Habana

El cañonazo, patrimonio cultural cubano
 
Por Lucía Arboláez
 
Recientemente, por decisión gubernamental, al cañonazo de las 9, símbolo de la ciudad, se le otorgó la condición de Patrimonio Cultural de la Nación.
Es fácil saber cuándo es que lo detonan, en cualquier lugar de la capital cubana donde usted se encuentre, si visita este país por primera vez, a las nueve de la noche le sorprenderá un cañonazo. Si se fija, verá que quienes le rodeen mirarán sus relojes o comprobarán la hora en sus celulares: es la hora de la descarga, cuando el antiquísimo cañón de bronce denominado Capitolino entra en acción.
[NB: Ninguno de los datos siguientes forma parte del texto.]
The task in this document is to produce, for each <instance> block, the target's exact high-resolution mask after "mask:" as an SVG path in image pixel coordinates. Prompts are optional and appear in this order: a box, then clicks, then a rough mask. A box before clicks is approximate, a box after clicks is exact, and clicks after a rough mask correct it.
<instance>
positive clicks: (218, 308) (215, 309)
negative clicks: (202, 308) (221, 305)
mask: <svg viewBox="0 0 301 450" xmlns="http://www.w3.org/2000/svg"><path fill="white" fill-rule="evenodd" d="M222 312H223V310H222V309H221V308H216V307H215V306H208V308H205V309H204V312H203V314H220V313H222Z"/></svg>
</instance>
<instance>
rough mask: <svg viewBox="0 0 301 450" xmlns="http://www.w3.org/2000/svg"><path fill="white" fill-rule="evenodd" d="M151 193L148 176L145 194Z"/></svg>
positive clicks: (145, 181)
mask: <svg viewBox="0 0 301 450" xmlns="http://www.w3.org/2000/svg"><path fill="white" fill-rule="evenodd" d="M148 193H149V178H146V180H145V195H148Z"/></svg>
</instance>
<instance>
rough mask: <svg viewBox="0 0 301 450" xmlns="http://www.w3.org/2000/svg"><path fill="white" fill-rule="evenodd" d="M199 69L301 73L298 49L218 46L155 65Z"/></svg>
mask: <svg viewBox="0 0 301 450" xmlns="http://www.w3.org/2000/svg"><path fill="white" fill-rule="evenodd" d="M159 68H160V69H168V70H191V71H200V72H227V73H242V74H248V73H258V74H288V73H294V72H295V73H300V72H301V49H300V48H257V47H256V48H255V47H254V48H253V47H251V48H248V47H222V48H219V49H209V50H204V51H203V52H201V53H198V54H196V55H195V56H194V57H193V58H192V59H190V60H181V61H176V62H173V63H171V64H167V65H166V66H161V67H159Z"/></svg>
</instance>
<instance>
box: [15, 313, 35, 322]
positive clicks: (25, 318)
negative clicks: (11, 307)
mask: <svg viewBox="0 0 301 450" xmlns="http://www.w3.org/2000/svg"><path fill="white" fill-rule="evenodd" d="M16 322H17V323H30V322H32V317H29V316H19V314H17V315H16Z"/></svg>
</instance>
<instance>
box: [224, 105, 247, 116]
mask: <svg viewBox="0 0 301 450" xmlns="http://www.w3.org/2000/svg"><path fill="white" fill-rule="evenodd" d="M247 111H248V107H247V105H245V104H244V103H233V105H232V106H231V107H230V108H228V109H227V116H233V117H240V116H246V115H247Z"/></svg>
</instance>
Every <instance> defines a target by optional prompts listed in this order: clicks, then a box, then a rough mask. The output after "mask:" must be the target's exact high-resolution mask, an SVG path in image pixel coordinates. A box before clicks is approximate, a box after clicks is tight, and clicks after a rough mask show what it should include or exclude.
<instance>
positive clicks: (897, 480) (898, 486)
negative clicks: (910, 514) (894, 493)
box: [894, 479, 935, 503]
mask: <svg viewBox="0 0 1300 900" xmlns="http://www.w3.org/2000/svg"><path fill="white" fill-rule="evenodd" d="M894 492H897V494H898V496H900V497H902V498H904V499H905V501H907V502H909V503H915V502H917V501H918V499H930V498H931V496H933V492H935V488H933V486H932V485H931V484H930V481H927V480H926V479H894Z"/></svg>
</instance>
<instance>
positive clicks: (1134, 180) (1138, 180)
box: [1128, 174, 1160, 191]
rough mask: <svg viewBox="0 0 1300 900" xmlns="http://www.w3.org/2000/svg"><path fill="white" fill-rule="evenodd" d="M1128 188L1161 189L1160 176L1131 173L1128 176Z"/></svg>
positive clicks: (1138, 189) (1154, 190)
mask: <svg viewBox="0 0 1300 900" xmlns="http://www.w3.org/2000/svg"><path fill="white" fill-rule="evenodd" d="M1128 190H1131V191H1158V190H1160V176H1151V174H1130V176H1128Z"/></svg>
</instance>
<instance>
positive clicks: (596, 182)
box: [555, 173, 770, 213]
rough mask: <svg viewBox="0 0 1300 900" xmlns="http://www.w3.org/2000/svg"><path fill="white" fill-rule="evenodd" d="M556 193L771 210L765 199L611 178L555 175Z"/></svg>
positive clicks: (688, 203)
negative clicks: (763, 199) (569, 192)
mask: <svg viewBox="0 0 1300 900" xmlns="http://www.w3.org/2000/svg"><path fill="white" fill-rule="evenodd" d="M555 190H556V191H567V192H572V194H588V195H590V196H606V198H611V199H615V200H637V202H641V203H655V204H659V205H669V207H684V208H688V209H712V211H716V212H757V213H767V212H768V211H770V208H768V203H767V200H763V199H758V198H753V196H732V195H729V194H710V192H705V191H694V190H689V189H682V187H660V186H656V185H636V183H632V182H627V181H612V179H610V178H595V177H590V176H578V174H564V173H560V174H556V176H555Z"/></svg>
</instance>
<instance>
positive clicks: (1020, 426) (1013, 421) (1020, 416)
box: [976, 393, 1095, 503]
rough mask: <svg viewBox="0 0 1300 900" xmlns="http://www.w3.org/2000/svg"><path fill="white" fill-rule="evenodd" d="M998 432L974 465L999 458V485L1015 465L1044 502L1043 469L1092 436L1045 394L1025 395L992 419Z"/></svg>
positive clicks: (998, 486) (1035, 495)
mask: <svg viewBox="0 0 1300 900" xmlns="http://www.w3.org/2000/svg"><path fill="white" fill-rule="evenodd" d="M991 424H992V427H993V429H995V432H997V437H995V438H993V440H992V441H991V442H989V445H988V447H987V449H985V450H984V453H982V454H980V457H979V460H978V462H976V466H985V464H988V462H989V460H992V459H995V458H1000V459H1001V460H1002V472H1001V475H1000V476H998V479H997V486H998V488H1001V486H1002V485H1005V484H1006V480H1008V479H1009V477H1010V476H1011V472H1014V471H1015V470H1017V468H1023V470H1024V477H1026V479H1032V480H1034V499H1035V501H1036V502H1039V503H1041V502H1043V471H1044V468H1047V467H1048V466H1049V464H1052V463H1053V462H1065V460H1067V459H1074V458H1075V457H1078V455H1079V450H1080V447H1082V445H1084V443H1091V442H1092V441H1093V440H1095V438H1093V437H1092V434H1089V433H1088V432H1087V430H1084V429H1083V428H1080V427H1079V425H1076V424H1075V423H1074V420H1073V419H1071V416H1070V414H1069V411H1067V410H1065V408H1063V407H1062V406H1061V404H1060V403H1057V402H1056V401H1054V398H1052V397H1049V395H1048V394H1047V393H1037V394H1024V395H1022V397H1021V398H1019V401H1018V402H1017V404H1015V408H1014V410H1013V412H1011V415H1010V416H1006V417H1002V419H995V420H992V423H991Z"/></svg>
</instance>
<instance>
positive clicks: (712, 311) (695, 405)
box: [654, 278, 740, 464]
Todo comenzó cuando los gobernantes españoles, en su afán de dar protección a La Habana de sus enemigos, decidieron rodear la ciudad de una muralla, pero la ciudad siguió creciendo y quedó dividida en dos sectores de extramuros e intramuros.
La parte amurallada se comunicaba con el exterior a través de dos puertas que se abrían y cerraban a determinadas horas. Como era necesario advertir a la población la operación de cierre y apertura, se recurrió a un cañonazo que se disparaba desde la fortaleza de La Cabaña o desde algún buque de guerra anclado en puerto.
Esos dos horarios eran 4:30 am y 8:00 pm. Con el de cursar del tiempo, el cañonazo de la noche se trasladó a las 9:00 pm llegando con ese horario hasta nuestros días. Solamente se dejó de escuchar dicha detonación durante la II Guerra Mundial; la medida duró tres años, hasta el 30 de noviembre de l945.
Actualmente, para hacer más atractiva la tradición, el cañonazo es acompañado de una ceremonia como se hacía en aquella época: un esclavo negro aparece junto a las gruesas paredes de piedra de La Cabaña y a viva voz anuncia el inicio de la ceremonia. Le siguen marcialmente varios jóvenes vestidos a la usanza de las tropas españolas, con casaca, peluca y tricornio, portando viejas armas y semejan en todo una patrulla militar española del siglo XVIII.
En realidad, todos son miembros de una dotación de soldados compuesta en su mayoría  por jóvenes reclutas que cumplen allí su Servicio Militar.
Ellos maniobran en medio del numeroso público que asiste a contemplar el espectáculo cada noche.
Dos cronómetros controlan el tiempo. Cinco segundo antes de las nueve y ya con el antiquísimo cañón de bronce cargado previamente, se enciende la mecha que a la hora exacta detonará la salva que hará a los habaneros chequear la exactitud de la hora.
El Complejo Cultural Histórico Morro-Cabaña no es solo la sede de la antiquísima costumbre; allí muchas otras actividades se efectúan, y una de las de mayor relieve es la que se lleva a cabo desde l982, a la que acuden muchos nacionales y extranjeros: la Feria Internacional del Libro que cada año se le dedica a un país determinado. En esta ocasión es la India el país invitado.